I'm not about to tear down a $170 keyboard to see what chips are inside, but from marketing (aka the side of the box) we know it has:

* 32-bit ARM processor

and

* Panasonic display controller

Now, I did a search for Panasonic LED matrix ICs, their website lists 20 results.

http://industrial.panasonic.com/www-...+CCA7000+5++WW

Of those results, only 13 are actually matrix drivers. The K70 RGB is almost certainly a matrix due to the number of LEDs (111 LEDs x3 for R/G/B, but up to like 24 more per channel on the K95 RGB). Of those matrix drivers, only one has enough channels to even come close, the AN32181B, which supports a 12x12 matrix. If you remember my reverse engineering, I came up with 144 total slots. 12x12 = 144! I think I'm on to something here.

Here is the AN32181B datasheet:

http://www.semicon.panasonic.co.jp/ds4/AN32181B_E.pdf

Unfortunately, it is only a single channel driver, so the datasheet says it's good for up to 48 RGB LEDs. BUT WAIT! The USB protocol clearly splits up red, green, and blue channels into discrete blocks, so it's entirely possible they are using three of these ICs, one per channel. So, what does this chip's actual PWM controller look like?

Here's a screenshot from the PDF's register map:



So what do we have here? If this is the actual chip used, it's pretty darn revealing of what's going on. The chip appears to have 7 PWM drivers, LED1-7, which are matrixed into all 144 LEDs. Each PWM driver has a 4-bit brightness register. Each LED in the matrix has its own "selection" register which chooses which one of the 7 PWM drivers is used to light that LED. The byte layout of these LEDSELx registers matches the USB protocol perfectly (including that there are 72 LEDSEL registers and 72 bytes in each color block). The PWMxCTL registers set a 6-bit PWM value per PWM driver. This gives a total possible bit depth of 6+4, though not completely as there is likely a lot of overlap between low-brightess and low-PWM values.
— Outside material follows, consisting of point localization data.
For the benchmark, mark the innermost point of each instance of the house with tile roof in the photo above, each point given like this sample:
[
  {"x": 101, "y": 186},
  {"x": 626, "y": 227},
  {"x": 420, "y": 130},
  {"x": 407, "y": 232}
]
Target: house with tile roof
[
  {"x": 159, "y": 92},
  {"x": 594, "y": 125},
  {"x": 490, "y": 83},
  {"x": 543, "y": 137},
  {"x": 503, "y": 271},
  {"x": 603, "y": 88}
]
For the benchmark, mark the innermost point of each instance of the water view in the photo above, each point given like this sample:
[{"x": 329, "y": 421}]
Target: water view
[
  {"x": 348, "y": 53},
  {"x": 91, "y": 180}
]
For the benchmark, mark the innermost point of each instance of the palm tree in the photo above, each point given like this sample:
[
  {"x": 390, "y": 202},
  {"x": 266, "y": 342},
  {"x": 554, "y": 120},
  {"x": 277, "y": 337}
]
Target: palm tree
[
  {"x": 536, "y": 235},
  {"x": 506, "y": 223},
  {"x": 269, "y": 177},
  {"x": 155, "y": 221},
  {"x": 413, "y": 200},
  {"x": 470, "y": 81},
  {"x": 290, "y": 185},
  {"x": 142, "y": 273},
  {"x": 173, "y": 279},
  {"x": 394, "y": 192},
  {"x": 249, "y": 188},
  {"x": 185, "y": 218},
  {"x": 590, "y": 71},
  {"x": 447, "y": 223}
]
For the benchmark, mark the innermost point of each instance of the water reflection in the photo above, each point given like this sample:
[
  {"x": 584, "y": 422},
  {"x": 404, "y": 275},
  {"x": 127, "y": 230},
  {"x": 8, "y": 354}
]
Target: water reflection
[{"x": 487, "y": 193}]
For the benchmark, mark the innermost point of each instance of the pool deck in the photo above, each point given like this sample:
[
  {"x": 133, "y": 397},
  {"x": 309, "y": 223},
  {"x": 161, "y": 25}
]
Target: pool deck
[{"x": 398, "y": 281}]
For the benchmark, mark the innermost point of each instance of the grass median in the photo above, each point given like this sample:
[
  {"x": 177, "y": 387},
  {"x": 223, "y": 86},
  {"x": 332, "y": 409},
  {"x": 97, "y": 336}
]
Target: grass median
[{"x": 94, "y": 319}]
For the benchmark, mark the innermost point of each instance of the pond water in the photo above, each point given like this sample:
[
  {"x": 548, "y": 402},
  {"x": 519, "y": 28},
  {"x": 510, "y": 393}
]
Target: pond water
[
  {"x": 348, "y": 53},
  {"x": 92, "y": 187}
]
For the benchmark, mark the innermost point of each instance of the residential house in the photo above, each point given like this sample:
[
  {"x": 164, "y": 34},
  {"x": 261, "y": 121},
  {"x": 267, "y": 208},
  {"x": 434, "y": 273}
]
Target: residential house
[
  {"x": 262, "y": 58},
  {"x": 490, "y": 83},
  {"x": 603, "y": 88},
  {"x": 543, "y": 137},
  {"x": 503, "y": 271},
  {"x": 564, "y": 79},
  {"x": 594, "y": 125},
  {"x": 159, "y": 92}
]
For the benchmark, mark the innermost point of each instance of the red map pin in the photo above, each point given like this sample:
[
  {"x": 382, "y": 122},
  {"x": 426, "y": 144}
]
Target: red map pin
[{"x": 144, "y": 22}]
So, if my hunch is correct and Corsair is using this IC, I believe the PWM drivers are all set to fixed values, in increments of 1/8 from 0 to 100%. Instead of writing PWM values over the USB port, you're actually writing selection values, which selects one of 7 fixed-PWM values for the LED. Since the controller does not actually store a PWM value per-LED and instead only per-controller, actually making each key 8-bit would involve rewriting the PWM channel register very very quickly as it scans the matrix, something that is likely not happening (and dare I say impossible?). The hardware brightness key would then change either the brightness register or scale the 7 PWM channels in a way that adjusts the 7-step scale linearly, which is how it can theoretically generate more than 7 levels though not on different keys simultaneously.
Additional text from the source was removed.